Access pattern 5: From Astra agents / Daytona sandboxes

Same as AKS pods (pattern 2). Agents running in the cluster use Managed Identity automatically.

Cost consideration: route bulk analysis to DeepSeek-V3.2 ($0.14/1M input tokens). Use gpt-5.4 ($4.00/1M) only for reasoning tasks that require high quality.

API compatibility note

All Foundry endpoints use OpenAI-compatible format:

POST {endpoint}openai/deployments/{deployment-name}/chat/completions?api-version=2024-10-21

The model parameter in API requests is the deployment name.
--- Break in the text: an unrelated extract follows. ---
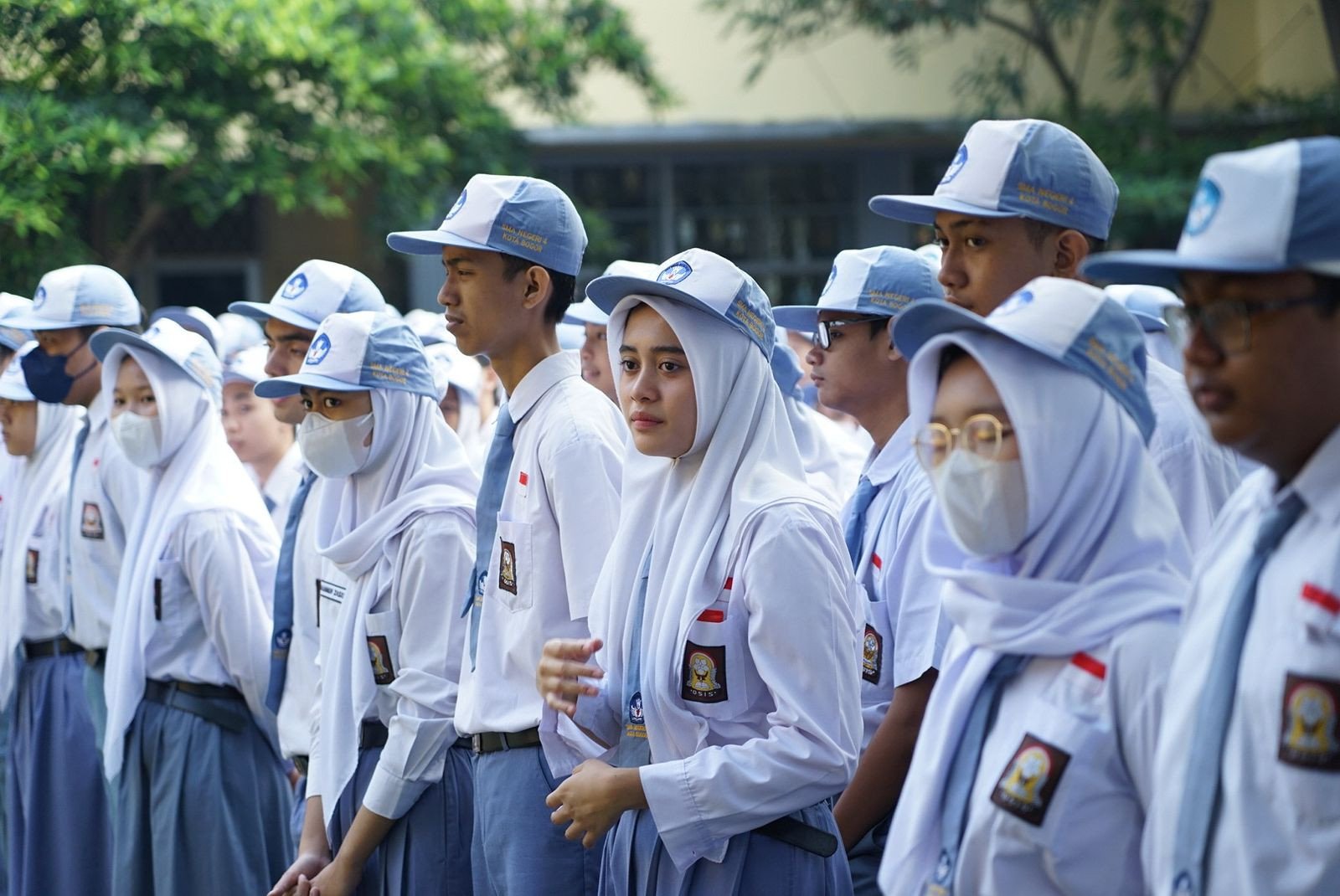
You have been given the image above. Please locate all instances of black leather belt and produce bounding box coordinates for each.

As of 2026-05-03 the deployment names match the underlying Foundry model names exactly (case + dots), so what was previously a dash-vs-dot footgun no longer applies — gpt-5.1-codex is both the model name and the deployment name.

Any library that works with OpenAI (openai, langchain, litellm, etc.) works with Foundry by changing:

  1. Base URL to the Foundry endpoint
  2. API key to the Foundry API key
  3. Model name to the deployment name

Troubleshooting

HTTP codeCauseFix
400 "operation unsupported"Model does not support /chat/completionsCheck deployment capabilities: az cognitiveservices account deployment show --name aucert-ai --resource-group aucert-foundation-rg --deployment-name <name> --query properties.capabilities. GPT-5.1-Codex requires /responses API.
401Invalid or missing API keyRe-retrieve key from Key Vault: az keyvault secret show --vault-name aucertdev-kv-41e0x5 --name foundry-api-key
403Managed Identity lacks Cognitive Services User roleCheck RBAC: az role assignment list --scope $(terraform output -raw foundry_id) -o table
404Wrong deployment name or API versionVerify deployment exists: az cognitiveservices account deployment list --name aucert-ai --resource-group aucert-foundation-rg -o table
429Rate limit / TPM quota exceededIncrease capacity in foundry.tf and terraform apply. Default is 10K TPM.
500Foundry service errorRetry with exponential backoff. Check Azure status.
content: nullThinking model (Kimi K2.6)Response is in reasoning_content, not content. Increase max_tokens to 100+ so the model finishes reasoning and generates output.